Sur chantier, la vérification du fond de fouille est une étape obligatoire : le laboratoire contrôle que le sol rencontré correspond bien à l’hypothèse de l’étude, généralement par essai à la plaque, pénétromètre dynamique léger ou reconnaissance visuelle assortie d’essais d’identification. C’est le dernier filet de sécurité avant coulage.
Conclusion sur le choix des types de fondations
Il n’existe pas de hiérarchie entre les types de fondations : chacun répond à une configuration de sol et de charges donnée. La démarche correcte est toujours la même — reconnaître le sol, quantifier les charges, comparer les solutions techniquement admissibles, puis arbitrer sur le coût et les contraintes de chantier. C’est l’étude géotechnique, et elle seule, qui transforme ce choix en décision d’ingénieur plutôt qu’en pari.
FAQ
Quelle est la profondeur minimale d’une fondation ?

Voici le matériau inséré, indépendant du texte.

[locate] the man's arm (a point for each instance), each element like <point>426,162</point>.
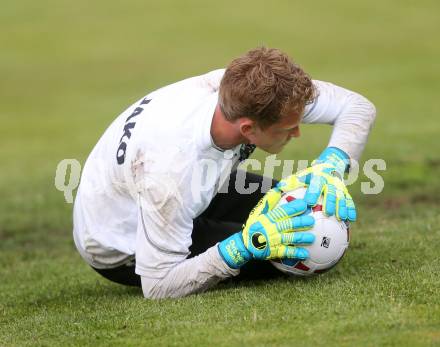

Il n’existe pas de valeur universelle : la profondeur découle de la position du bon sol et des contraintes climatiques. En pratique au Maroc, on retient rarement moins de 60 à 80 cm sous le terrain naturel fini, pour se placer hors des variations d’humidité saisonnières et hors de la couche de terre végétale, systématiquement décapée.
Radier ou semelles filantes : lequel coûte le moins cher ?
Les semelles filantes sont moins coûteuses tant que le sol est correctement portant. Le radier devient compétitif lorsque la surface cumulée des semelles dépasserait environ la moitié de l’emprise du bâtiment, ou lorsqu’il faut de toute façon réaliser une dalle étanche contre la nappe.
Peut-on se passer d’étude géotechnique pour une maison individuelle ?
Techniquement rien ne l’interdit, mais c’est un pari risqué. Le coût d’une reconnaissance de sol représente une fraction très faible du budget total, alors que la reprise en sous-œuvre d’une maison fissurée peut dépasser plusieurs dizaines de milliers de dirhams. Sur sol argileux ou en zone de remblais anciens, l’étude est indispensable.